A new way to recognize review service

In 2017, we called on the ORCID community to help us expand our affiliations section to better encompass the range of professional activities researchers engage in. The new affiliations are being launched this month in the ORCID record interface and will also be available to ORCID member organizations testing the first release candidate of our API 3.0.

Service, one of the six new affiliations on the ORCID record, recognizes any donation of a researcher’s time, time, money, or other resources to an organization or community, including voluntary work such as being a review editor or participating in a review panel. It can be used in combination with peer review activity to provide a more complete recognition of the total review contribution of a researcher.

example service affiliation

Each service affiliation requires information about the service organization, including its organization identifier; and information about the duration of service, including the date it started. We also recommend adding more detail about the organization, such as the name of the journal or panel where the review service was performed, and the role of the reviewer or their title, for example Review Editor or Review Committee Chair.

Users will be able to add information themselves about their service to an organization as a reviewer, review editor, and more, directly in their ORCID record. ORCID member organizations testing API 3.0 will be able to add these service affiliations with their researchers’ permission.

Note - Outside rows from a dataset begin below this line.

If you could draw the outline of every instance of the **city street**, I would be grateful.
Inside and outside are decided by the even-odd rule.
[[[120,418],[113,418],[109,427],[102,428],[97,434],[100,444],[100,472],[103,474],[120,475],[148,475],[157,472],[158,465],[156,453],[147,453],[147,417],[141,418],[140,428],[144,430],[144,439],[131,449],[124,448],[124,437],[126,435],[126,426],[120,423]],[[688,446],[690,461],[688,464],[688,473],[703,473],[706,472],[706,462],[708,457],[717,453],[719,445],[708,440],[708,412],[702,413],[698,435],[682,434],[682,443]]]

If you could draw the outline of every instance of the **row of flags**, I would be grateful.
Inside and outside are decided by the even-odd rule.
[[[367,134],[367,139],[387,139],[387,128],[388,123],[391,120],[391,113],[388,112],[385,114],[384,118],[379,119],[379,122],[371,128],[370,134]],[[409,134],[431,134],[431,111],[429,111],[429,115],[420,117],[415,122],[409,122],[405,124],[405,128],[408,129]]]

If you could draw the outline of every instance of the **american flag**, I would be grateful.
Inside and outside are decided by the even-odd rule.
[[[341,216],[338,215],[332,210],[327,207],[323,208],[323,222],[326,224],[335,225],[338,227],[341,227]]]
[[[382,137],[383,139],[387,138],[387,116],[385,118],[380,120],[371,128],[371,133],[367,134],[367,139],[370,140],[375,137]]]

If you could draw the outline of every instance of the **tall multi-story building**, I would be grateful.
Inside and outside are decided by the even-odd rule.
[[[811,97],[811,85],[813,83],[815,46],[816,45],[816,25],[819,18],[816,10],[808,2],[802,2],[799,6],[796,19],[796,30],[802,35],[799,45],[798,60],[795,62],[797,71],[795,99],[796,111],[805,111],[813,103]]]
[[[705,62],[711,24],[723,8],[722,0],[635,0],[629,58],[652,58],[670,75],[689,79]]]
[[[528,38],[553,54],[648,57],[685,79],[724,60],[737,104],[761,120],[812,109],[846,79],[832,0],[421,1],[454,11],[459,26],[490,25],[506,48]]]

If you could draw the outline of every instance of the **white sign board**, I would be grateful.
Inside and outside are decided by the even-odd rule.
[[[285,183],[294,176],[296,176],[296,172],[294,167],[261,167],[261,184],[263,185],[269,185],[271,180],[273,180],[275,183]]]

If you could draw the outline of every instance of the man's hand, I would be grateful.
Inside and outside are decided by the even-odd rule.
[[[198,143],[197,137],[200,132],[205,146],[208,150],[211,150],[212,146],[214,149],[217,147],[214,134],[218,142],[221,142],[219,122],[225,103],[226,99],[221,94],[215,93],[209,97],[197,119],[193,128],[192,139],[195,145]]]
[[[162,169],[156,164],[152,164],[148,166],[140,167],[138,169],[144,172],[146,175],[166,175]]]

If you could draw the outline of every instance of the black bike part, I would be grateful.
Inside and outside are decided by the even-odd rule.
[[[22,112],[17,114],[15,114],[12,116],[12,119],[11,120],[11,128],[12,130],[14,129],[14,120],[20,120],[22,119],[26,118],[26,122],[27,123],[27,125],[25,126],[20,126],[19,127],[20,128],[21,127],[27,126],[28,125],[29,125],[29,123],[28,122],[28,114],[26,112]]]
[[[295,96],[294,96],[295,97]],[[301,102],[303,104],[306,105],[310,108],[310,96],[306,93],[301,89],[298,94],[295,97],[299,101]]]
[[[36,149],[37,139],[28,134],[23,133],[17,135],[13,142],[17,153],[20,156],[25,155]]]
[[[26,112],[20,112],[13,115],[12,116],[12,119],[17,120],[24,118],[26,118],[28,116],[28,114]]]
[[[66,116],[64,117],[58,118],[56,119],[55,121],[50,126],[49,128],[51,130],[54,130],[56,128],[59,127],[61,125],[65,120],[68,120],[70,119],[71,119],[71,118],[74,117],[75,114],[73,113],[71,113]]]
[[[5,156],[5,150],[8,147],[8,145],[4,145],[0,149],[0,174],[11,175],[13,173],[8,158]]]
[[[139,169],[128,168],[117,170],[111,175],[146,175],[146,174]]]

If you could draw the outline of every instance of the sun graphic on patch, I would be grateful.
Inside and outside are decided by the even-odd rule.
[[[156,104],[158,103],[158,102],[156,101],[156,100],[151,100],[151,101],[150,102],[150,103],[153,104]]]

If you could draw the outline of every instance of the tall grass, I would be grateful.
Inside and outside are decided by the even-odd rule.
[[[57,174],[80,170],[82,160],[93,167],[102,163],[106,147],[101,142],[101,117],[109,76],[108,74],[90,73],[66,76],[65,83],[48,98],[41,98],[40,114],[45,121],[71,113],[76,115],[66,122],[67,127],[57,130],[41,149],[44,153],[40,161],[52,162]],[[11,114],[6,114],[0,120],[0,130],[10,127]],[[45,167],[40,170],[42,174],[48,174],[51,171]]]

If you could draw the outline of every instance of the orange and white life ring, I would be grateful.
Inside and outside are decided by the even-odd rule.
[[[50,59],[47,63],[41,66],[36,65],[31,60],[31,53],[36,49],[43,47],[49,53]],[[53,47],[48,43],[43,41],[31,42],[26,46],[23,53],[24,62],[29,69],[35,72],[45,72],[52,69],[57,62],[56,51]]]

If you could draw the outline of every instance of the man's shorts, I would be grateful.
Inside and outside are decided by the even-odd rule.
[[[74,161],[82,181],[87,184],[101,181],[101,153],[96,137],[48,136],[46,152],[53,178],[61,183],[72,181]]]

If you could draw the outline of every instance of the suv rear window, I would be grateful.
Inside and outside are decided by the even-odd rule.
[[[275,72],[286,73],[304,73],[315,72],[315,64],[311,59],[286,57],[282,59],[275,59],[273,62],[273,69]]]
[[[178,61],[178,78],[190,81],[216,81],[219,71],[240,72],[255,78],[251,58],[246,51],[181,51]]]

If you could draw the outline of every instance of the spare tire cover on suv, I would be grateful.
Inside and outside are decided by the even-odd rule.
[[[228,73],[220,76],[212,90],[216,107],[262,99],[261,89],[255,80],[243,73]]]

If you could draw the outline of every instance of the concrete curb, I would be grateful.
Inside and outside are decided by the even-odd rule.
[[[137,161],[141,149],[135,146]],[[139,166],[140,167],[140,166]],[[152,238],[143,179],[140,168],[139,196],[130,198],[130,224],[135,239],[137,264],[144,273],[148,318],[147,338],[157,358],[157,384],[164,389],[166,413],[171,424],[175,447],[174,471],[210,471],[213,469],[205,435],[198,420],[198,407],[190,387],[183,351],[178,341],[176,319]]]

Uptake in peer review on ORCID

Now that our API 2.0 is in full use,all ORCID members are able to use the peer review functionality; usage has increased significantly as a result. More than 25 thousand ORCID records now have at least one peer review -- a 133% increase over 2017. And more than 535,500 peer reviews have now been asserted on ORCID records, a 266% increase over the 148,100 reviews posted in 2017. Publons continue to be responsible for the vast majority (512,700), but assertions by other organizations are increasing rapidly. See our chart below for more details and the statistics page for the latest updates:

  September 2017 September 2018
Number of iDs with peer reviews 10,837 25,210 (+132.63%)
Number of peer review items 148,060 535,472 (+261.66%)
Visible to everyone 124,709 451,778
Visible to trusted parties 5,660 24,110
Visible to only the user 17,691 59,584
Number of peer review groups 10,108 18,442 (+82.45%)
Number of unique DOIs 6,948 12,718 (+83.05%)
Top five organizations posting
peer reviews (number of reviews posted)
  • Publons (135,752)
  • F1000 (7,080)
  • American Geophysical Union (4,365)
  • eLife (257)
  • The Society for Neuroscience (257)
  • Publons (512,727)
  • F1000 (12,886)
  • American Geophysical Union (7,792)
  • The Society for Neuroscience (490)
  • eLife (413)

systems currently used to post review activities to ORCID recordsOrganizations currently asserting reviews directly are predominately using third-party systems, with an even split between F1000’s Open Research platform and eJournalPress. Other systems which currently support peer review assertions directly to ORCID records include Aries Systems’ Editorial Manager and River Valley Technologies’ ReView.

We are delighted to see our community making more use of our peer review functionality and hope to see uptake continue to increase in the coming months and years.